Table 4 summarizes the different performance indicators of the four prediction models which makes it easier to analyse the prediction performance of the four models. It can be concluded from Table 4 that the prediction results of PCA-RVM-DP and RVM-DP are very close. The determination coefficient reflects the fitting degree of prediction results. The closer its value is to 1, the better the fitting effect is. It can be seen that PCA-RVM-DP and RVM-DP have the best fitting effect.

5. Conclusions

In this paper, a RVM-based prediction method for immovable cultural relics is proposed. First, the key factors affecting the disease of immovable cultural relics by PCA are found out, and then, the dimension-reduced data are divided into two parts: training set and test set. Second, the Gaussian kernel matrix of the training set is constructed and the parameters of RVM are obtained by iteration. Finally, the Gauss kernel matrix of the test sample is constructed, and the optimization model and parameters are obtained by using the training set to predict the crack width of the test sample.

We compared the proposed RVM-DP approach with RBF-DP, SVM-DP, and PCA-RVM-DP methods.
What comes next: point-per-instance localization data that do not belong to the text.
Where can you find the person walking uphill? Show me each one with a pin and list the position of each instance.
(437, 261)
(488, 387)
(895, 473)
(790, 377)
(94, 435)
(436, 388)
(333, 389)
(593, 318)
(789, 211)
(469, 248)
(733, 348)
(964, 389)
The results show that the traditional RBF-DP and SVM-DP method has a large error in the prediction of the disease of immovable cultural relics, and the PCA-RVM-DP with the more sparse model and RVM-DP approach are similar and have higher prediction accuracy.

Data Availability

The data that support the findings of this study are available from the corresponding author upon reasonable request.

Conflicts of Interest

The authors declare that there are no conflicts of interest regarding the publication of this paper.

Acknowledgments

This research was supported in part by grant for the National Natural Science Foundation of China (61703329), China Postdoctoral Science Foundation (2018M633538), Xi'an Science and Technology Plan Project (2020KJRC0068), Scientific Research Program funded by Shaanxi Provincial Education Department (18JK1005), the 13th Five Year Plan of Education Science in Shaanxi Province (SGH18H159), Key R&D Projects of Shaanxi Province (2019GY-097), and Key Industrial Chain Projects of Shaanxi Province (2019ZDLGY15-04-02).